RTL Historical Fix Replay Executive Summary v0.1
RTL Historical Fix Replay Executive Summary v0.1
Buyer-Safe Claim
Ark historical-fix replay evaluates whether ranked RTL review targets overlap
with regions that were later modified in public RTL repair commits. This is
repair-region overlap evidence, not bug detection, not formal signoff, and not
a claim that Ark would have found the original issue independently.
Result Snapshot
Dataset: HWE-bench public RTL repair smoke set, HDL-FixBench-shaped.
| Metric | Result |
|---|---|
| Public repair cases analyzed | 15 |
| Projects covered | Ibex, CVA6, OpenTitan |
| Cases with ranked Ark targets | 13 |
| Top-3 exact-signal overlap | 12 / 13 |
| Top-1 blind-structural overlap | 12 / 13 |
| Random baseline mean top-3 rate | 0.3219 |
| Median review-compression ratio | 349.3333x |
| Median case runtime | 0.2013s |
| Max case runtime | 3.7657s |
| Misses / no-target cases | 2 |
Interpretation
In this initial public historical repair smoke set, Ark usually produced ranked
review targets that overlapped identifiers in the eventual repair region. The
exact-signal top-3 result is compared against a deterministic random-signal
baseline over the same candidate designs.

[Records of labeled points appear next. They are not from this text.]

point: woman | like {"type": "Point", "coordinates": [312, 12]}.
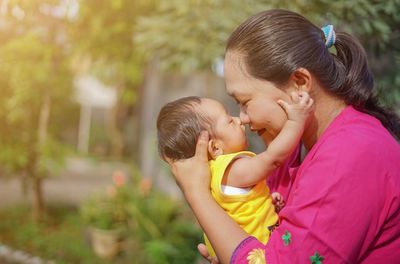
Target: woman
{"type": "Point", "coordinates": [343, 200]}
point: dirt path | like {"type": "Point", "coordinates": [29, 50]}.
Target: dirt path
{"type": "Point", "coordinates": [75, 182]}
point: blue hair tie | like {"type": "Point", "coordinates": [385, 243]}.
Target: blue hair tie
{"type": "Point", "coordinates": [330, 36]}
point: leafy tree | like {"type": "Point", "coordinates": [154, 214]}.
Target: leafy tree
{"type": "Point", "coordinates": [189, 35]}
{"type": "Point", "coordinates": [102, 34]}
{"type": "Point", "coordinates": [34, 76]}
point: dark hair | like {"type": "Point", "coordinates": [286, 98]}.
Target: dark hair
{"type": "Point", "coordinates": [276, 42]}
{"type": "Point", "coordinates": [178, 127]}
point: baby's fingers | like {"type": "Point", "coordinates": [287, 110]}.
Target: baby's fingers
{"type": "Point", "coordinates": [295, 97]}
{"type": "Point", "coordinates": [284, 105]}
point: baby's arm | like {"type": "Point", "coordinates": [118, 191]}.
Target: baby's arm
{"type": "Point", "coordinates": [262, 165]}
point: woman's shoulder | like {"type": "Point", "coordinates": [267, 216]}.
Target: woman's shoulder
{"type": "Point", "coordinates": [358, 132]}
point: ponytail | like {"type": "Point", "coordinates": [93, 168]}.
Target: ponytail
{"type": "Point", "coordinates": [358, 87]}
{"type": "Point", "coordinates": [282, 41]}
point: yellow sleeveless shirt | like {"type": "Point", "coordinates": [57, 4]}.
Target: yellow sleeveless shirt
{"type": "Point", "coordinates": [253, 211]}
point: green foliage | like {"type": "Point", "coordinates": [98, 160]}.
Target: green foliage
{"type": "Point", "coordinates": [33, 72]}
{"type": "Point", "coordinates": [190, 35]}
{"type": "Point", "coordinates": [59, 237]}
{"type": "Point", "coordinates": [159, 226]}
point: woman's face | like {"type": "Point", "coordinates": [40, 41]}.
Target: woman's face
{"type": "Point", "coordinates": [256, 98]}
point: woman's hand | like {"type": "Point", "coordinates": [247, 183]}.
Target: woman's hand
{"type": "Point", "coordinates": [193, 174]}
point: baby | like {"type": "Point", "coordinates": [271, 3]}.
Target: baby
{"type": "Point", "coordinates": [238, 177]}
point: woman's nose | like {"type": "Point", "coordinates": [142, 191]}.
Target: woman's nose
{"type": "Point", "coordinates": [237, 120]}
{"type": "Point", "coordinates": [244, 118]}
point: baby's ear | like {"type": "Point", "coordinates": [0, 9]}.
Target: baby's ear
{"type": "Point", "coordinates": [214, 150]}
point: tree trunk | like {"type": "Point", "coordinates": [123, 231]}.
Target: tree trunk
{"type": "Point", "coordinates": [36, 176]}
{"type": "Point", "coordinates": [116, 135]}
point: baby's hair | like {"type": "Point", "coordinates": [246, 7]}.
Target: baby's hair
{"type": "Point", "coordinates": [178, 127]}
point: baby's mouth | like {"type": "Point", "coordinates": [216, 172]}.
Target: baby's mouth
{"type": "Point", "coordinates": [261, 131]}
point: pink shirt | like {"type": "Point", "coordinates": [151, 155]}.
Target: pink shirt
{"type": "Point", "coordinates": [342, 203]}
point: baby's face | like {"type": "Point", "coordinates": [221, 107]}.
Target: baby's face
{"type": "Point", "coordinates": [227, 130]}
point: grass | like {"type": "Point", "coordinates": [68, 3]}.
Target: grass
{"type": "Point", "coordinates": [60, 237]}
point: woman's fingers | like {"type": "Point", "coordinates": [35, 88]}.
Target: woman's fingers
{"type": "Point", "coordinates": [295, 97]}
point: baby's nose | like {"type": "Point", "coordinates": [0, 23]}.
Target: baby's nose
{"type": "Point", "coordinates": [244, 118]}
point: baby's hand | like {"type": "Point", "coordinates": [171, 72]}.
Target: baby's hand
{"type": "Point", "coordinates": [278, 201]}
{"type": "Point", "coordinates": [300, 108]}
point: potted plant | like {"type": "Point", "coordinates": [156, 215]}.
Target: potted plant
{"type": "Point", "coordinates": [107, 216]}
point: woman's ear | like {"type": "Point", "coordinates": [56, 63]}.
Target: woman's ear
{"type": "Point", "coordinates": [302, 80]}
{"type": "Point", "coordinates": [214, 150]}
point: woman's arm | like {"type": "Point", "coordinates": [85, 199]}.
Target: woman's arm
{"type": "Point", "coordinates": [193, 177]}
{"type": "Point", "coordinates": [263, 164]}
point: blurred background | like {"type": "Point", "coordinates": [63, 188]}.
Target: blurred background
{"type": "Point", "coordinates": [81, 84]}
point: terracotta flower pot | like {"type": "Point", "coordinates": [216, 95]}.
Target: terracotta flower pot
{"type": "Point", "coordinates": [105, 243]}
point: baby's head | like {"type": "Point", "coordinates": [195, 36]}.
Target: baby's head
{"type": "Point", "coordinates": [180, 122]}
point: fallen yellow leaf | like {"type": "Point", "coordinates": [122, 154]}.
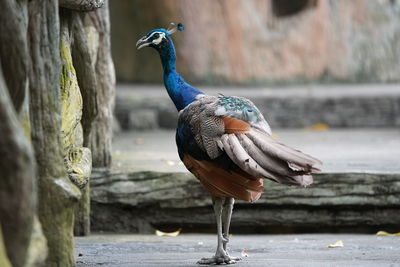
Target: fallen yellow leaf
{"type": "Point", "coordinates": [176, 233]}
{"type": "Point", "coordinates": [244, 253]}
{"type": "Point", "coordinates": [337, 244]}
{"type": "Point", "coordinates": [383, 233]}
{"type": "Point", "coordinates": [318, 127]}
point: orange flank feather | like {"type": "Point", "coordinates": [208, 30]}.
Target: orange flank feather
{"type": "Point", "coordinates": [233, 125]}
{"type": "Point", "coordinates": [221, 183]}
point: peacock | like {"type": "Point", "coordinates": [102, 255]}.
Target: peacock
{"type": "Point", "coordinates": [226, 143]}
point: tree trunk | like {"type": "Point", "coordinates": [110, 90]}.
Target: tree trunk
{"type": "Point", "coordinates": [57, 194]}
{"type": "Point", "coordinates": [17, 183]}
{"type": "Point", "coordinates": [97, 27]}
{"type": "Point", "coordinates": [95, 72]}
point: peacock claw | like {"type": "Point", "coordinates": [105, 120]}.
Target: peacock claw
{"type": "Point", "coordinates": [220, 259]}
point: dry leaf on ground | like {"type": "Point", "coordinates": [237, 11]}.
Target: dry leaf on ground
{"type": "Point", "coordinates": [176, 233]}
{"type": "Point", "coordinates": [383, 233]}
{"type": "Point", "coordinates": [337, 244]}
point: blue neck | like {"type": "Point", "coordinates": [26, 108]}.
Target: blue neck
{"type": "Point", "coordinates": [181, 93]}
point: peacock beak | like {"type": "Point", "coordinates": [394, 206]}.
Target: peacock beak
{"type": "Point", "coordinates": [143, 42]}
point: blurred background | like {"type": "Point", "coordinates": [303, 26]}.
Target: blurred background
{"type": "Point", "coordinates": [324, 74]}
{"type": "Point", "coordinates": [262, 42]}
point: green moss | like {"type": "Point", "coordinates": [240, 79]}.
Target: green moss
{"type": "Point", "coordinates": [78, 159]}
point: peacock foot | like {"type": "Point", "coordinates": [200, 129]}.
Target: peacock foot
{"type": "Point", "coordinates": [219, 258]}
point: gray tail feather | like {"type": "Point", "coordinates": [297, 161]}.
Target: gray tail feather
{"type": "Point", "coordinates": [261, 155]}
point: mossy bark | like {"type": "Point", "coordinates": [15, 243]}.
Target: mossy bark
{"type": "Point", "coordinates": [17, 183]}
{"type": "Point", "coordinates": [57, 194]}
{"type": "Point", "coordinates": [95, 72]}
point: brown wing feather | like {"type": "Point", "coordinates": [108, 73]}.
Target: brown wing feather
{"type": "Point", "coordinates": [221, 183]}
{"type": "Point", "coordinates": [233, 125]}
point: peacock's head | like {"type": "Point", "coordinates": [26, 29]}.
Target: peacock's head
{"type": "Point", "coordinates": [159, 37]}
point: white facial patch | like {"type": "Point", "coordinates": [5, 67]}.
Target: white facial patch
{"type": "Point", "coordinates": [159, 39]}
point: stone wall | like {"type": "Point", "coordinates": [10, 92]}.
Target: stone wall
{"type": "Point", "coordinates": [263, 41]}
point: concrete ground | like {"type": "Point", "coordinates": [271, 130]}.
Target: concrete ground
{"type": "Point", "coordinates": [263, 250]}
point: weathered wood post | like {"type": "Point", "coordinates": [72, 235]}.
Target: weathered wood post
{"type": "Point", "coordinates": [56, 100]}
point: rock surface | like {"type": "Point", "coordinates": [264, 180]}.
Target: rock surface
{"type": "Point", "coordinates": [262, 250]}
{"type": "Point", "coordinates": [358, 189]}
{"type": "Point", "coordinates": [342, 105]}
{"type": "Point", "coordinates": [264, 41]}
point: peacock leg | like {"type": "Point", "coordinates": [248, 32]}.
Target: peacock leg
{"type": "Point", "coordinates": [220, 255]}
{"type": "Point", "coordinates": [226, 221]}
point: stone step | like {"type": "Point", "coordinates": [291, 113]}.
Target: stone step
{"type": "Point", "coordinates": [358, 189]}
{"type": "Point", "coordinates": [376, 105]}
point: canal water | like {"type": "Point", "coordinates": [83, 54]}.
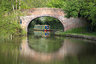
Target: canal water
{"type": "Point", "coordinates": [45, 48]}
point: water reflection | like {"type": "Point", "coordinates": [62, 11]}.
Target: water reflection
{"type": "Point", "coordinates": [67, 48]}
{"type": "Point", "coordinates": [42, 33]}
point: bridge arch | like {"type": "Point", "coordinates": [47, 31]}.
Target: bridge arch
{"type": "Point", "coordinates": [68, 23]}
{"type": "Point", "coordinates": [46, 16]}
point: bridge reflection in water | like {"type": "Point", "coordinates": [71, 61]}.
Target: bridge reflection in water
{"type": "Point", "coordinates": [67, 48]}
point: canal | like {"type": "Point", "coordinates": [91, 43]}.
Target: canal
{"type": "Point", "coordinates": [45, 48]}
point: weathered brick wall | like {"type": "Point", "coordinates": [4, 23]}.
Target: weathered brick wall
{"type": "Point", "coordinates": [68, 23]}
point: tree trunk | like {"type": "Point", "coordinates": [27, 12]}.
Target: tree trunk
{"type": "Point", "coordinates": [16, 4]}
{"type": "Point", "coordinates": [19, 4]}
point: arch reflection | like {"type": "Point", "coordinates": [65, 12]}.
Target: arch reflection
{"type": "Point", "coordinates": [67, 48]}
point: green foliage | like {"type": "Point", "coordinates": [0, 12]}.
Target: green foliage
{"type": "Point", "coordinates": [77, 8]}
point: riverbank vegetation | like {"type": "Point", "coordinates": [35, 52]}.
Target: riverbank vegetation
{"type": "Point", "coordinates": [10, 12]}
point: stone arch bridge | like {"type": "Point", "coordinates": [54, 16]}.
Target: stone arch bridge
{"type": "Point", "coordinates": [68, 23]}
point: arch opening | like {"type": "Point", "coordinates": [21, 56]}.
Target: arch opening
{"type": "Point", "coordinates": [54, 23]}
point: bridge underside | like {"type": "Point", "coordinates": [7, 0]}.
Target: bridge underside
{"type": "Point", "coordinates": [68, 23]}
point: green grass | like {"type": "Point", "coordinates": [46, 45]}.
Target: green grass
{"type": "Point", "coordinates": [78, 31]}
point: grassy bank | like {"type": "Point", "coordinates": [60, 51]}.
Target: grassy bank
{"type": "Point", "coordinates": [78, 31]}
{"type": "Point", "coordinates": [10, 25]}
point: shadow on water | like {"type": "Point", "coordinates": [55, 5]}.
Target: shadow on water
{"type": "Point", "coordinates": [47, 49]}
{"type": "Point", "coordinates": [44, 48]}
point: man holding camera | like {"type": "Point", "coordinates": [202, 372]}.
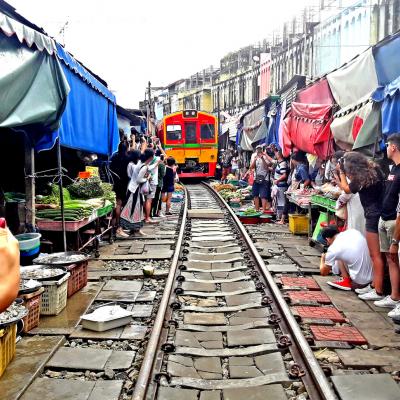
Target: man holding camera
{"type": "Point", "coordinates": [261, 165]}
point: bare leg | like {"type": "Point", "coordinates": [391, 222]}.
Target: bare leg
{"type": "Point", "coordinates": [394, 274]}
{"type": "Point", "coordinates": [377, 260]}
{"type": "Point", "coordinates": [344, 272]}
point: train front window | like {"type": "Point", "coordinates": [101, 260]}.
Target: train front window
{"type": "Point", "coordinates": [207, 131]}
{"type": "Point", "coordinates": [190, 133]}
{"type": "Point", "coordinates": [174, 132]}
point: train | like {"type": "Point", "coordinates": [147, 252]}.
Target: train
{"type": "Point", "coordinates": [191, 138]}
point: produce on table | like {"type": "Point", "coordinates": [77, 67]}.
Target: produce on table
{"type": "Point", "coordinates": [74, 210]}
{"type": "Point", "coordinates": [54, 196]}
{"type": "Point", "coordinates": [86, 188]}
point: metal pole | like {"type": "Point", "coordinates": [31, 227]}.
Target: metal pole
{"type": "Point", "coordinates": [60, 185]}
{"type": "Point", "coordinates": [148, 107]}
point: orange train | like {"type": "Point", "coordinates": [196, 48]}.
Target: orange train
{"type": "Point", "coordinates": [191, 137]}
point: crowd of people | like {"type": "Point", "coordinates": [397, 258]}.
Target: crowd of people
{"type": "Point", "coordinates": [366, 244]}
{"type": "Point", "coordinates": [144, 178]}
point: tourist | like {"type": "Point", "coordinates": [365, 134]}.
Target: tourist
{"type": "Point", "coordinates": [226, 164]}
{"type": "Point", "coordinates": [235, 164]}
{"type": "Point", "coordinates": [118, 167]}
{"type": "Point", "coordinates": [152, 161]}
{"type": "Point", "coordinates": [156, 204]}
{"type": "Point", "coordinates": [366, 179]}
{"type": "Point", "coordinates": [347, 256]}
{"type": "Point", "coordinates": [387, 224]}
{"type": "Point", "coordinates": [262, 185]}
{"type": "Point", "coordinates": [301, 173]}
{"type": "Point", "coordinates": [132, 214]}
{"type": "Point", "coordinates": [281, 174]}
{"type": "Point", "coordinates": [169, 184]}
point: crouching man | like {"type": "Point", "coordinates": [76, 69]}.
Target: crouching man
{"type": "Point", "coordinates": [347, 256]}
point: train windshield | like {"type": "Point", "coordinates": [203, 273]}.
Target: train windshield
{"type": "Point", "coordinates": [190, 133]}
{"type": "Point", "coordinates": [207, 131]}
{"type": "Point", "coordinates": [174, 132]}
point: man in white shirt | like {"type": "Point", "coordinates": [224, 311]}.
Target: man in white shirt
{"type": "Point", "coordinates": [347, 256]}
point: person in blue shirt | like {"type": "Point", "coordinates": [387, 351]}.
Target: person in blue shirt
{"type": "Point", "coordinates": [301, 173]}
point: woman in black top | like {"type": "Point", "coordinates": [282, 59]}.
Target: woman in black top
{"type": "Point", "coordinates": [366, 179]}
{"type": "Point", "coordinates": [169, 183]}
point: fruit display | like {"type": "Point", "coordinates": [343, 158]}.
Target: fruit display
{"type": "Point", "coordinates": [74, 210]}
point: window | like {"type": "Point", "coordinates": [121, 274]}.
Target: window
{"type": "Point", "coordinates": [174, 132]}
{"type": "Point", "coordinates": [207, 132]}
{"type": "Point", "coordinates": [190, 132]}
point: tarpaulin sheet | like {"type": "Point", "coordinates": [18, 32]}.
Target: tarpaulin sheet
{"type": "Point", "coordinates": [307, 128]}
{"type": "Point", "coordinates": [33, 88]}
{"type": "Point", "coordinates": [354, 82]}
{"type": "Point", "coordinates": [389, 96]}
{"type": "Point", "coordinates": [253, 136]}
{"type": "Point", "coordinates": [387, 61]}
{"type": "Point", "coordinates": [10, 27]}
{"type": "Point", "coordinates": [317, 93]}
{"type": "Point", "coordinates": [84, 73]}
{"type": "Point", "coordinates": [347, 124]}
{"type": "Point", "coordinates": [89, 122]}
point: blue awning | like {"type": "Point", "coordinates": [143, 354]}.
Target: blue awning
{"type": "Point", "coordinates": [389, 96]}
{"type": "Point", "coordinates": [387, 60]}
{"type": "Point", "coordinates": [89, 122]}
{"type": "Point", "coordinates": [75, 66]}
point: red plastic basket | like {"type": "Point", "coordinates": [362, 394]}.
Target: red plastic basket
{"type": "Point", "coordinates": [32, 302]}
{"type": "Point", "coordinates": [78, 278]}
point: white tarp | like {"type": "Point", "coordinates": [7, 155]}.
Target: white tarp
{"type": "Point", "coordinates": [354, 82]}
{"type": "Point", "coordinates": [25, 34]}
{"type": "Point", "coordinates": [347, 123]}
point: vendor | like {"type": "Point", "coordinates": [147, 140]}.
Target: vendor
{"type": "Point", "coordinates": [301, 173]}
{"type": "Point", "coordinates": [347, 256]}
{"type": "Point", "coordinates": [9, 267]}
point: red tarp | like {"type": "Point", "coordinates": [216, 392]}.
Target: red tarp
{"type": "Point", "coordinates": [318, 93]}
{"type": "Point", "coordinates": [307, 128]}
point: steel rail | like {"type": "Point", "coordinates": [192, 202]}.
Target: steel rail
{"type": "Point", "coordinates": [145, 373]}
{"type": "Point", "coordinates": [319, 378]}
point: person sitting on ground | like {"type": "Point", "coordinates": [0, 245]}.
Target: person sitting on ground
{"type": "Point", "coordinates": [347, 256]}
{"type": "Point", "coordinates": [169, 184]}
{"type": "Point", "coordinates": [357, 174]}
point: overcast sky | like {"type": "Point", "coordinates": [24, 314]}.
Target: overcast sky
{"type": "Point", "coordinates": [129, 42]}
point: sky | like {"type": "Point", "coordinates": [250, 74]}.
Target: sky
{"type": "Point", "coordinates": [129, 42]}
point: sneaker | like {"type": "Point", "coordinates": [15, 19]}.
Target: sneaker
{"type": "Point", "coordinates": [365, 289]}
{"type": "Point", "coordinates": [395, 313]}
{"type": "Point", "coordinates": [342, 284]}
{"type": "Point", "coordinates": [387, 302]}
{"type": "Point", "coordinates": [371, 295]}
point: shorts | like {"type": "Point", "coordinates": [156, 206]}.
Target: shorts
{"type": "Point", "coordinates": [262, 190]}
{"type": "Point", "coordinates": [386, 230]}
{"type": "Point", "coordinates": [371, 224]}
{"type": "Point", "coordinates": [168, 189]}
{"type": "Point", "coordinates": [152, 193]}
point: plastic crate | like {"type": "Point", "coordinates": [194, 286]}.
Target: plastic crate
{"type": "Point", "coordinates": [7, 346]}
{"type": "Point", "coordinates": [32, 303]}
{"type": "Point", "coordinates": [298, 224]}
{"type": "Point", "coordinates": [78, 278]}
{"type": "Point", "coordinates": [54, 297]}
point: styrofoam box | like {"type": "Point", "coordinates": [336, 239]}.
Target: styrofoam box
{"type": "Point", "coordinates": [106, 318]}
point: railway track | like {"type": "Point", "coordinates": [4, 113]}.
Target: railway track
{"type": "Point", "coordinates": [223, 330]}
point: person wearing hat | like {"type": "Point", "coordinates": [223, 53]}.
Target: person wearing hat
{"type": "Point", "coordinates": [261, 165]}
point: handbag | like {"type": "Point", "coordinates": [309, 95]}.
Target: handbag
{"type": "Point", "coordinates": [145, 188]}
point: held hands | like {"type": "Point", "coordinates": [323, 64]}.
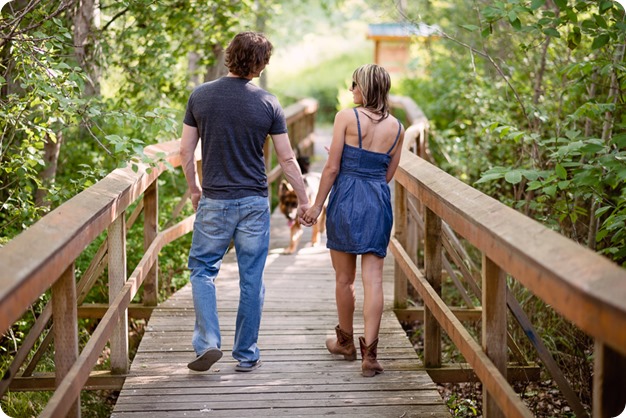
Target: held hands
{"type": "Point", "coordinates": [302, 209]}
{"type": "Point", "coordinates": [311, 215]}
{"type": "Point", "coordinates": [195, 199]}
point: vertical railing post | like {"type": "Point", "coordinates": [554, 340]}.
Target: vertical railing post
{"type": "Point", "coordinates": [609, 381]}
{"type": "Point", "coordinates": [117, 279]}
{"type": "Point", "coordinates": [432, 269]}
{"type": "Point", "coordinates": [494, 326]}
{"type": "Point", "coordinates": [150, 231]}
{"type": "Point", "coordinates": [65, 319]}
{"type": "Point", "coordinates": [400, 286]}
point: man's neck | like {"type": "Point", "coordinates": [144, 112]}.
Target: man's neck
{"type": "Point", "coordinates": [249, 77]}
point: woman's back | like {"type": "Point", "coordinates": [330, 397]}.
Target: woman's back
{"type": "Point", "coordinates": [375, 136]}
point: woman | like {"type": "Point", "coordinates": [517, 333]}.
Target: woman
{"type": "Point", "coordinates": [363, 157]}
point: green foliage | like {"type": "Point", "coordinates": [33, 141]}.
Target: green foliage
{"type": "Point", "coordinates": [323, 82]}
{"type": "Point", "coordinates": [524, 104]}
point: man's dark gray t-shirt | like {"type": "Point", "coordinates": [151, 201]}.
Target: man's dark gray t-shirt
{"type": "Point", "coordinates": [234, 118]}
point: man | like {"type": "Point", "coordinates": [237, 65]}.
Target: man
{"type": "Point", "coordinates": [233, 118]}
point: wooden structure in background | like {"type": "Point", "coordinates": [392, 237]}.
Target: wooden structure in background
{"type": "Point", "coordinates": [392, 43]}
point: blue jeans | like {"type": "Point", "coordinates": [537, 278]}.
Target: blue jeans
{"type": "Point", "coordinates": [247, 222]}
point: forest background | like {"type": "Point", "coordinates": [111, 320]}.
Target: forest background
{"type": "Point", "coordinates": [524, 97]}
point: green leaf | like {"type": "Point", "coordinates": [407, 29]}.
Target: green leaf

The blind-structural check removes repaired identifiers from target tokens and
asks whether the remaining ranked-target neighborhood still carries structural
context. This helps guard against the objection that the result is only name
echo from the diff.
Misses
Two cases produced no ranked targets. These are treated as useful diligence
signals, not hidden failures:
- clean-equivalent or low-signal RTL deltas can erase ranked target surfaces;
- local cone extraction can miss repair regions that require wider file/module
context.
Call-Safe Language
We have started retrospective validation on public RTL repair history. In a
15-case HWE-bench-shaped smoke set across Ibex, CVA6, and OpenTitan, Ark
produced ranked targets in 13 cases. Top-3 exact-signal overlap with repaired
identifiers was 12/13, compared with a random baseline mean top-3 rate of
0.322. Median review compression was about 349x. We treat this as repair-region
overlap evidence, not bug detection or signoff. In this local smoke run, median
case runtime was about 0.2 seconds.
Boundaries
- Not proof of bug detection.
- Not final verification closure.
- Not security signoff.
- Not a vulnerability claim about upstream projects.
- Not a replacement for simulation, LEC, SAT, BMC, formal tools, or human
review.
- Current result is a smoke set, not a full benchmark.